Trouve des entreprises qui recrutent en alternance pour ce métier.
Avant de monter sur les pistes, le conducteur ou la conductrice d'engin de damage passe au garage : contrôle des niveaux, de la fraise, de la lame, des chenilles et du treuil. Une dameuse coûte plusieurs centaines de milliers d'euros et travaille dans des conditions extrêmes — la vérification n'est pas une formalité.
Une fois en piste, le travail consiste à retourner, casser et lisser le manteau neigeux : la lame avant pousse et répartit la neige, la fraise arrière la broie et laisse le fameux « velours » que les skieurs retrouvent le matin. Selon la météo, la mission change : stabiliser une grosse chute de neige fraîche, reboucher les zones d'érosion et les plaques de glace en cas de faible enneigement, ou étaler la neige de culture produite par les enneigeurs. Sur les pentes très raides, la dameuse s'accroche à un treuil ancré en haut de la piste pour ne pas décrocher.
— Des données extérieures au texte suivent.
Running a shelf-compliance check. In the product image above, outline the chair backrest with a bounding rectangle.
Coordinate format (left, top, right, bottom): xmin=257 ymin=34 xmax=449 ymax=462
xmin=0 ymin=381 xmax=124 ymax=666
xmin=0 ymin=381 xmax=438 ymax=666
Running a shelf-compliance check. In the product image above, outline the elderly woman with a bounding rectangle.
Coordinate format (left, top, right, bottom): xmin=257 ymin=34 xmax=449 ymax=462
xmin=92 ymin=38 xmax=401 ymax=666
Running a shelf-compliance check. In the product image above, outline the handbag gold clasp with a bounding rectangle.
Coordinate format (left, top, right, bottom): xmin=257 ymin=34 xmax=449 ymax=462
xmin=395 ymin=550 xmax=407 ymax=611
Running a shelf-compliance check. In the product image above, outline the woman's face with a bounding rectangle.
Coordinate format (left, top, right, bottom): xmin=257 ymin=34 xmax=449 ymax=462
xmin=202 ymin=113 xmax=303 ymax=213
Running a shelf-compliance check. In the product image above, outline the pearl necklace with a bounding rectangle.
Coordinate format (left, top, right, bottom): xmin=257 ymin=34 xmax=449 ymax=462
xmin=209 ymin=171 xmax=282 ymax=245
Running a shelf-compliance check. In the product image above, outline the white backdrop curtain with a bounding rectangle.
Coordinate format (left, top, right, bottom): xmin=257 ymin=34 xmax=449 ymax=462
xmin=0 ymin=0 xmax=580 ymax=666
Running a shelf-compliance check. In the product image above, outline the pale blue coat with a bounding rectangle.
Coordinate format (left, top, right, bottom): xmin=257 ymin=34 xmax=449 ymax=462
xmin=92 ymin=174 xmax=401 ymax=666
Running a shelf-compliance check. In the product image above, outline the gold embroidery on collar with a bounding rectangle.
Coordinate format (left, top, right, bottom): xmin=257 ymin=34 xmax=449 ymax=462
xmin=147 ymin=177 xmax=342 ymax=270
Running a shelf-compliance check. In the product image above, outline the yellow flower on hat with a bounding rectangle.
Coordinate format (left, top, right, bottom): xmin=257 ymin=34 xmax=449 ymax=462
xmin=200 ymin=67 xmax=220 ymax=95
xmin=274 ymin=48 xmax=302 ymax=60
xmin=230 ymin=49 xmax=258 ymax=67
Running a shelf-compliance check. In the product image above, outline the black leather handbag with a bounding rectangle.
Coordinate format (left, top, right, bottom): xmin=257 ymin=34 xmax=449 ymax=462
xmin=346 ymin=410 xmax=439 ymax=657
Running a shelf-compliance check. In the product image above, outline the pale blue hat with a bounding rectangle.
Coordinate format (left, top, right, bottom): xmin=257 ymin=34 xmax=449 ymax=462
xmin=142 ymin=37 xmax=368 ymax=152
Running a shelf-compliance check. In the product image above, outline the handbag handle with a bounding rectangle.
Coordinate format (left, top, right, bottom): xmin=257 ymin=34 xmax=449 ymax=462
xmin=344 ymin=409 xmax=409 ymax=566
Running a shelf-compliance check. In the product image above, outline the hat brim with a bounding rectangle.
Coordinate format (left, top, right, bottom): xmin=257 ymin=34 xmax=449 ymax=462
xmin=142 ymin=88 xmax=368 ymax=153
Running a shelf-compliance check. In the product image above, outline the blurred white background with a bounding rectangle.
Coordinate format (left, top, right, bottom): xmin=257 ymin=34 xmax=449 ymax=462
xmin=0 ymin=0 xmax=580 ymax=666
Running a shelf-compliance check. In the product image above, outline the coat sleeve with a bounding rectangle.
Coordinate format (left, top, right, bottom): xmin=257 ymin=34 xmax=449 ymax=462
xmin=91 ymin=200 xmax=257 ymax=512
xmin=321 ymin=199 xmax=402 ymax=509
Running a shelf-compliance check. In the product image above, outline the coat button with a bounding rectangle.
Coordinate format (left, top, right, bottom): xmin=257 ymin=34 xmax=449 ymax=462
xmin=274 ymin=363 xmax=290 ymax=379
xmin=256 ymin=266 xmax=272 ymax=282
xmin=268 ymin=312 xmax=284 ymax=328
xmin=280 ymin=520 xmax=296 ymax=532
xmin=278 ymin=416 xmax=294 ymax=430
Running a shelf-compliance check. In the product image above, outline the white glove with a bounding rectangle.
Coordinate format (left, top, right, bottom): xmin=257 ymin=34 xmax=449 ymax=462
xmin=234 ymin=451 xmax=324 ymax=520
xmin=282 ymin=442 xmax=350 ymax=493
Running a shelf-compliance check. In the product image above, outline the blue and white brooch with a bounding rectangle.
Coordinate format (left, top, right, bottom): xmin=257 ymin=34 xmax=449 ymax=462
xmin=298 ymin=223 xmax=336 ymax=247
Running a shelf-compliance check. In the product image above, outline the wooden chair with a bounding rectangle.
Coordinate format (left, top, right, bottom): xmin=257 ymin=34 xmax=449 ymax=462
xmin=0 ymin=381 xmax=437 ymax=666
Le conducteur note l'état des pistes, l'épaisseur de neige (souvent mesurée par GPS embarqué) et les incidents dans un rapport quotidien transmis au chef de secteur, au service des pistes et aux nivoculteurs. Il participe aussi à la préparation des snowparks, des pistes de compétition ou des itinéraires nordiques, et parfois aux opérations de secours ou de transport de matériel en altitude.
C'est un métier de nuit : les prises de poste s'échelonnent le plus souvent entre 17 h et 3 h du matin, quand les pistes sont vides. On travaille seul en cabine mais en équipe sur le domaine, en liaison radio permanente. La cabine moderne est chauffée et confortable (siège suspendu, joystick, caméras, phares puissants), mais les vibrations, le brouillard, le vent et le froid rendent les postes longs et exigeants. Il faut une bonne résistance à la fatigue, aucun problème avec l'obscurité ni avec le vide, et beaucoup de sang-froid quand la pente dépasse 35°.
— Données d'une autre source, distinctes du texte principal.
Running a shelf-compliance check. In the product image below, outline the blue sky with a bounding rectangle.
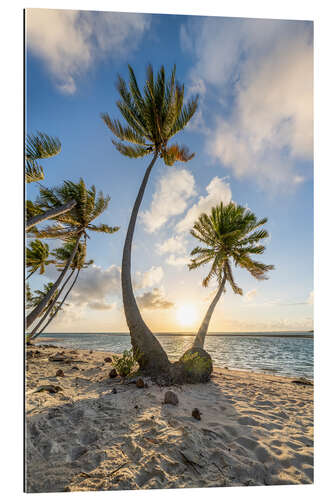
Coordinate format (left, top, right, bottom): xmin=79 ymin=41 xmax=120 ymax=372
xmin=26 ymin=9 xmax=313 ymax=332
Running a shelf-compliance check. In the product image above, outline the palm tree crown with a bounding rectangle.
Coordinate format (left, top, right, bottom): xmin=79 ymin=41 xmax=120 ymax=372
xmin=33 ymin=179 xmax=119 ymax=241
xmin=189 ymin=202 xmax=274 ymax=295
xmin=25 ymin=240 xmax=55 ymax=277
xmin=101 ymin=65 xmax=198 ymax=166
xmin=51 ymin=240 xmax=94 ymax=270
xmin=25 ymin=132 xmax=61 ymax=183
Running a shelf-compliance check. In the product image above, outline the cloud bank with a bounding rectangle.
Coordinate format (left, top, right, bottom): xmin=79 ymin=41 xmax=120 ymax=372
xmin=26 ymin=9 xmax=150 ymax=94
xmin=180 ymin=18 xmax=313 ymax=187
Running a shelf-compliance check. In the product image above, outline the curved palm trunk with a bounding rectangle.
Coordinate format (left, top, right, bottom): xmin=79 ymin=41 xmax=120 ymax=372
xmin=28 ymin=269 xmax=75 ymax=340
xmin=193 ymin=276 xmax=226 ymax=349
xmin=24 ymin=269 xmax=37 ymax=281
xmin=121 ymin=153 xmax=170 ymax=373
xmin=26 ymin=233 xmax=81 ymax=328
xmin=30 ymin=269 xmax=81 ymax=340
xmin=25 ymin=200 xmax=76 ymax=231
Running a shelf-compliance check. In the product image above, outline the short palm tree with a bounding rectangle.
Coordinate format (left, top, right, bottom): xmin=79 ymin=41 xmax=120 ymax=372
xmin=25 ymin=240 xmax=55 ymax=279
xmin=102 ymin=65 xmax=197 ymax=372
xmin=29 ymin=241 xmax=94 ymax=340
xmin=189 ymin=202 xmax=274 ymax=348
xmin=26 ymin=179 xmax=119 ymax=328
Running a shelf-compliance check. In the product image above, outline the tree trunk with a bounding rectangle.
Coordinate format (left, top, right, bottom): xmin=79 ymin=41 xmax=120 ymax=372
xmin=24 ymin=269 xmax=37 ymax=281
xmin=28 ymin=269 xmax=75 ymax=340
xmin=193 ymin=276 xmax=226 ymax=349
xmin=26 ymin=233 xmax=81 ymax=328
xmin=121 ymin=152 xmax=170 ymax=374
xmin=25 ymin=200 xmax=76 ymax=231
xmin=31 ymin=269 xmax=80 ymax=340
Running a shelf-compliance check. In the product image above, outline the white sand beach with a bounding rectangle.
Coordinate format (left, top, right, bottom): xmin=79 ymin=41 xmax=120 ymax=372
xmin=26 ymin=346 xmax=313 ymax=492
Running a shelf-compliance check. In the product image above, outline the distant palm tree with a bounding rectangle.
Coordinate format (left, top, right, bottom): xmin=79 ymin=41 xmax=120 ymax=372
xmin=26 ymin=179 xmax=119 ymax=328
xmin=101 ymin=65 xmax=198 ymax=372
xmin=29 ymin=241 xmax=94 ymax=340
xmin=25 ymin=132 xmax=75 ymax=231
xmin=189 ymin=202 xmax=274 ymax=348
xmin=25 ymin=132 xmax=61 ymax=183
xmin=25 ymin=240 xmax=55 ymax=279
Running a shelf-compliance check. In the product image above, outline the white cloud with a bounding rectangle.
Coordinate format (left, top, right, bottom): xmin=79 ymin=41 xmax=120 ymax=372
xmin=26 ymin=9 xmax=150 ymax=94
xmin=156 ymin=235 xmax=186 ymax=255
xmin=166 ymin=254 xmax=190 ymax=267
xmin=134 ymin=266 xmax=164 ymax=289
xmin=244 ymin=288 xmax=257 ymax=302
xmin=181 ymin=18 xmax=313 ymax=187
xmin=136 ymin=288 xmax=174 ymax=309
xmin=307 ymin=290 xmax=314 ymax=306
xmin=141 ymin=169 xmax=195 ymax=233
xmin=176 ymin=177 xmax=231 ymax=233
xmin=70 ymin=264 xmax=120 ymax=309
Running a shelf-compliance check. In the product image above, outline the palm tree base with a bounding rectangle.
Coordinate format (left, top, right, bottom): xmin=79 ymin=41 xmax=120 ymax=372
xmin=172 ymin=347 xmax=213 ymax=384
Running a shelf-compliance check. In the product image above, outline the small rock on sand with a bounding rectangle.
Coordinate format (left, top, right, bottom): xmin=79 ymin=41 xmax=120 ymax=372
xmin=109 ymin=368 xmax=118 ymax=378
xmin=135 ymin=377 xmax=145 ymax=389
xmin=192 ymin=408 xmax=201 ymax=420
xmin=164 ymin=391 xmax=179 ymax=406
xmin=35 ymin=385 xmax=62 ymax=394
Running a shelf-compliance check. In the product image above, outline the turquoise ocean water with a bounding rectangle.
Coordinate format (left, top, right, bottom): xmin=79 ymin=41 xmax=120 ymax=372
xmin=39 ymin=332 xmax=313 ymax=379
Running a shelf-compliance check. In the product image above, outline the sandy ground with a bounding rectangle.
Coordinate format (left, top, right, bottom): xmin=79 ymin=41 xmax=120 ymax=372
xmin=26 ymin=346 xmax=313 ymax=492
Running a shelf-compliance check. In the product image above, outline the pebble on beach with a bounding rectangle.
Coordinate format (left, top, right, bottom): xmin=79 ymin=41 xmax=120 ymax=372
xmin=164 ymin=391 xmax=179 ymax=406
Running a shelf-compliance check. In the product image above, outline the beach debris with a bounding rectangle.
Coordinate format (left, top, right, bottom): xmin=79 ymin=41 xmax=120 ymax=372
xmin=192 ymin=408 xmax=201 ymax=420
xmin=164 ymin=391 xmax=179 ymax=406
xmin=35 ymin=385 xmax=62 ymax=394
xmin=135 ymin=377 xmax=145 ymax=389
xmin=49 ymin=352 xmax=69 ymax=361
xmin=291 ymin=377 xmax=313 ymax=385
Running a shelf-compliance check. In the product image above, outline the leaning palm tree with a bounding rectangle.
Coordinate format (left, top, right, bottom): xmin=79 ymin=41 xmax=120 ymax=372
xmin=29 ymin=242 xmax=94 ymax=340
xmin=189 ymin=202 xmax=274 ymax=348
xmin=25 ymin=240 xmax=55 ymax=279
xmin=26 ymin=179 xmax=119 ymax=328
xmin=25 ymin=132 xmax=61 ymax=183
xmin=101 ymin=65 xmax=198 ymax=373
xmin=25 ymin=132 xmax=75 ymax=231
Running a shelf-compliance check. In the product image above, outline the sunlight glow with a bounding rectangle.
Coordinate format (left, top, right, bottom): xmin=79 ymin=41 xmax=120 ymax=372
xmin=176 ymin=304 xmax=198 ymax=326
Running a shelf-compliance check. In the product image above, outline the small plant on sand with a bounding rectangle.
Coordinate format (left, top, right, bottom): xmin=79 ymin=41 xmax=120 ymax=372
xmin=113 ymin=349 xmax=136 ymax=377
xmin=181 ymin=351 xmax=213 ymax=382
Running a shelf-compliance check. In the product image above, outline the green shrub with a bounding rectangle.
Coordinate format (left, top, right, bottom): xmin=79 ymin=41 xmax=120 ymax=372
xmin=113 ymin=349 xmax=136 ymax=377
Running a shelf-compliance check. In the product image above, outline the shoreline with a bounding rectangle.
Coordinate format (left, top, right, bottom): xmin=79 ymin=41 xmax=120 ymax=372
xmin=34 ymin=337 xmax=314 ymax=382
xmin=26 ymin=345 xmax=313 ymax=492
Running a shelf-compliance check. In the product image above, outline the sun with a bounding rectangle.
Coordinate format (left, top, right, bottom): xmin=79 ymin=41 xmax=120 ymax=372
xmin=176 ymin=304 xmax=197 ymax=326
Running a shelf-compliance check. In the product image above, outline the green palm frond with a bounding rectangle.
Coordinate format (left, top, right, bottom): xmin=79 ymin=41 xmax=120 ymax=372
xmin=101 ymin=65 xmax=198 ymax=166
xmin=188 ymin=202 xmax=274 ymax=295
xmin=25 ymin=131 xmax=61 ymax=183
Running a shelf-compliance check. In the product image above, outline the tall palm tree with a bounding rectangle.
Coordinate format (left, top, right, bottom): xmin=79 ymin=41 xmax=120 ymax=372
xmin=30 ymin=242 xmax=94 ymax=340
xmin=25 ymin=240 xmax=55 ymax=279
xmin=189 ymin=202 xmax=274 ymax=348
xmin=101 ymin=65 xmax=198 ymax=372
xmin=26 ymin=179 xmax=119 ymax=328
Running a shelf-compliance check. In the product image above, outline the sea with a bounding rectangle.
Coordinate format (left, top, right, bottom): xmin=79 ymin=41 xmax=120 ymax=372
xmin=38 ymin=332 xmax=313 ymax=379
L'emploi est presque toujours saisonnier : environ 23 semaines par an, de novembre à avril, dans les stations des Alpes (Savoie, Haute-Savoie, Isère), des Pyrénées, du Massif central, du Jura ou des Vosges. Beaucoup de dameurs enchaînent avec un métier d'été (travaux publics, remontées mécaniques, agriculture, entretien du domaine) ou bénéficient d'un contrat à reconduction d'une saison sur l'autre.
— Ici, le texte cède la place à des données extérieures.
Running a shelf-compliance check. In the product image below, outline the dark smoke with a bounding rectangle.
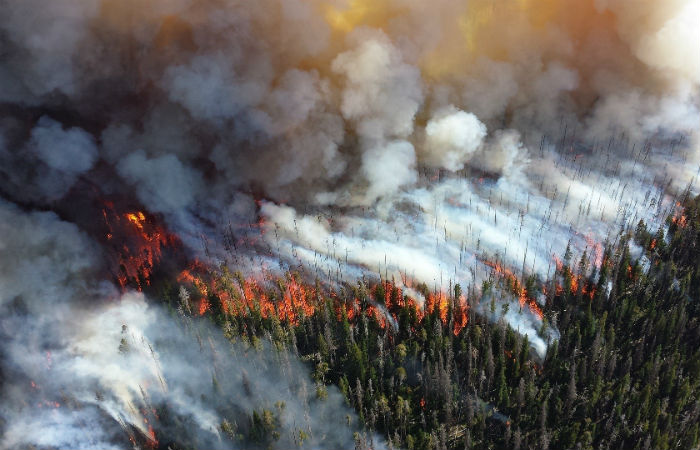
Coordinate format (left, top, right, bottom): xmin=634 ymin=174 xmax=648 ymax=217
xmin=0 ymin=0 xmax=700 ymax=448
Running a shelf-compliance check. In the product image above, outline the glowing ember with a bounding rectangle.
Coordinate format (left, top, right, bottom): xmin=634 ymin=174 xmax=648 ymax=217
xmin=102 ymin=202 xmax=177 ymax=290
xmin=484 ymin=261 xmax=544 ymax=320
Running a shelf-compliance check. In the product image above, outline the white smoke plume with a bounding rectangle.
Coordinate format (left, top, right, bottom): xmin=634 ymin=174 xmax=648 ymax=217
xmin=0 ymin=0 xmax=700 ymax=447
xmin=0 ymin=202 xmax=381 ymax=449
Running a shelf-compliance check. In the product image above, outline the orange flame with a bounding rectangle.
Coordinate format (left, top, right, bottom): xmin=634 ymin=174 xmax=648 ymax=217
xmin=484 ymin=261 xmax=544 ymax=320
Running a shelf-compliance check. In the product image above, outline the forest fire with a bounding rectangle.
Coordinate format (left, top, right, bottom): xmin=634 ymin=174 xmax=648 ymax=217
xmin=102 ymin=201 xmax=179 ymax=291
xmin=554 ymin=255 xmax=596 ymax=301
xmin=484 ymin=261 xmax=544 ymax=320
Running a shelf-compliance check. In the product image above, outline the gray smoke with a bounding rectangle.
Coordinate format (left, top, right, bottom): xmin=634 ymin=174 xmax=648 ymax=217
xmin=0 ymin=0 xmax=700 ymax=447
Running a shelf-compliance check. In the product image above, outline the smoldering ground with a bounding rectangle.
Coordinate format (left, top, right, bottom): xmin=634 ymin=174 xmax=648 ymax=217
xmin=0 ymin=0 xmax=700 ymax=446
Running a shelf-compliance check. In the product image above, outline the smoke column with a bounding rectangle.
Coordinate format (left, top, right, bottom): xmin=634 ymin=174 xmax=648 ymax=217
xmin=0 ymin=0 xmax=700 ymax=448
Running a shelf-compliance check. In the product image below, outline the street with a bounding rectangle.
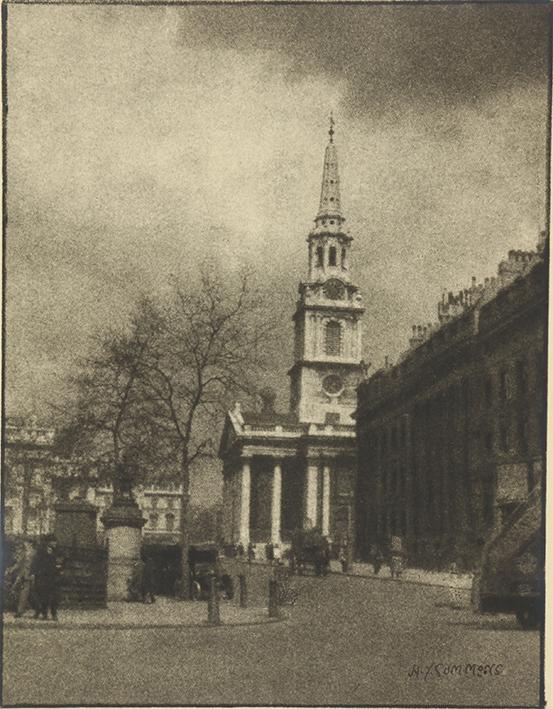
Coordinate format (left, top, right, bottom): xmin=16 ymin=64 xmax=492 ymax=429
xmin=3 ymin=575 xmax=540 ymax=707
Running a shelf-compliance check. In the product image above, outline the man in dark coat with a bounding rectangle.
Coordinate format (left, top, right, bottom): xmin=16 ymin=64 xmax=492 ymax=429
xmin=31 ymin=540 xmax=61 ymax=620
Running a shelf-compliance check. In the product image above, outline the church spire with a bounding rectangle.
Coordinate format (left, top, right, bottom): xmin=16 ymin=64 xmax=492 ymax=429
xmin=315 ymin=113 xmax=345 ymax=226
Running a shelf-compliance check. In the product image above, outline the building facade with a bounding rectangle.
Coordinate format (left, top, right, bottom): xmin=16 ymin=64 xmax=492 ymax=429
xmin=220 ymin=121 xmax=364 ymax=553
xmin=356 ymin=235 xmax=548 ymax=568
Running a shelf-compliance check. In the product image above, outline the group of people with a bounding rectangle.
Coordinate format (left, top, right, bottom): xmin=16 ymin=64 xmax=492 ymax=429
xmin=5 ymin=538 xmax=63 ymax=620
xmin=371 ymin=544 xmax=405 ymax=578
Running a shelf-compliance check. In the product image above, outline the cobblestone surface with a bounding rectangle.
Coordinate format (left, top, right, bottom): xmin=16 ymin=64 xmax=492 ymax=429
xmin=3 ymin=564 xmax=540 ymax=707
xmin=4 ymin=597 xmax=272 ymax=630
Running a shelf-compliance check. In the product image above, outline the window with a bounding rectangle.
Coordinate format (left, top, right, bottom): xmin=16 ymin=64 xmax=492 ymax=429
xmin=317 ymin=246 xmax=324 ymax=266
xmin=325 ymin=320 xmax=342 ymax=357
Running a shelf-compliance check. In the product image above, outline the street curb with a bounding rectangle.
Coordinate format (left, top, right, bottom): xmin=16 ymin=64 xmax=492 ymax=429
xmin=330 ymin=571 xmax=471 ymax=592
xmin=232 ymin=561 xmax=471 ymax=592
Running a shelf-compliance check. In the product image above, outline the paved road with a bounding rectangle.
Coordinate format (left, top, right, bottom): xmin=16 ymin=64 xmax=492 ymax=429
xmin=4 ymin=576 xmax=539 ymax=707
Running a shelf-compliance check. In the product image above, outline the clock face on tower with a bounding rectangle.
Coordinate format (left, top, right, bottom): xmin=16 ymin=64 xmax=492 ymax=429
xmin=323 ymin=278 xmax=345 ymax=300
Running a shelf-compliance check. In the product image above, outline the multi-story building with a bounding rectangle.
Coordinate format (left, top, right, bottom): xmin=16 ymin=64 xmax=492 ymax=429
xmin=356 ymin=235 xmax=547 ymax=567
xmin=220 ymin=120 xmax=364 ymax=549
Avec l'expérience, on se voit confier les pistes les plus techniques, le damage au treuil, les chantiers de snowpark ou les pistes de compétition homologuées. On peut ensuite devenir chef d'équipe damage, responsable du garage et du parc d'engins, ou passer côté mécanique (technicien de maintenance d'engins de damage chez Prinoth, Kässbohrer/PistenBully, Snowgrooming). D'autres passerelles existent vers les métiers du domaine skiable : nivoculteur (neige de culture), pisteur-secouriste, conducteur de remontées mécaniques, chef de secteur, voire responsable de l'exploitation du domaine. Hors montagne, la conduite d'engins de chantier ou d'engins agricoles reste une reconversion naturelle pour l'inter-saison ou la fin de carrière.
Les stations peinent à recruter : la concurrence entre domaines skiables est forte et les conditions de vie en altitude (logement rare et cher, isolement, saisonnalité) dissuadent une partie des candidats. Résultat, un profil motivé, mécanicien dans l'âme et prêt à travailler de nuit trouve du travail. Les postes se pourvoient surtout entre septembre et décembre, avant l'ouverture. Les Alpes du Nord (Savoie, Haute-Savoie, Isère) concentrent le plus grand nombre d'offres, suivies par les Pyrénées, le Massif central, le Jura et les Vosges. Le nombre de postes reste néanmoins limité — une station compte quelques dizaines de dameurs au maximum — et l'évolution de l'enneigement liée au changement climatique pèse sur l'avenir des domaines de basse et moyenne altitude. La fidélisation d'une saison à l'autre est la règle : une première saison réussie ouvre presque toujours droit à une reconduction.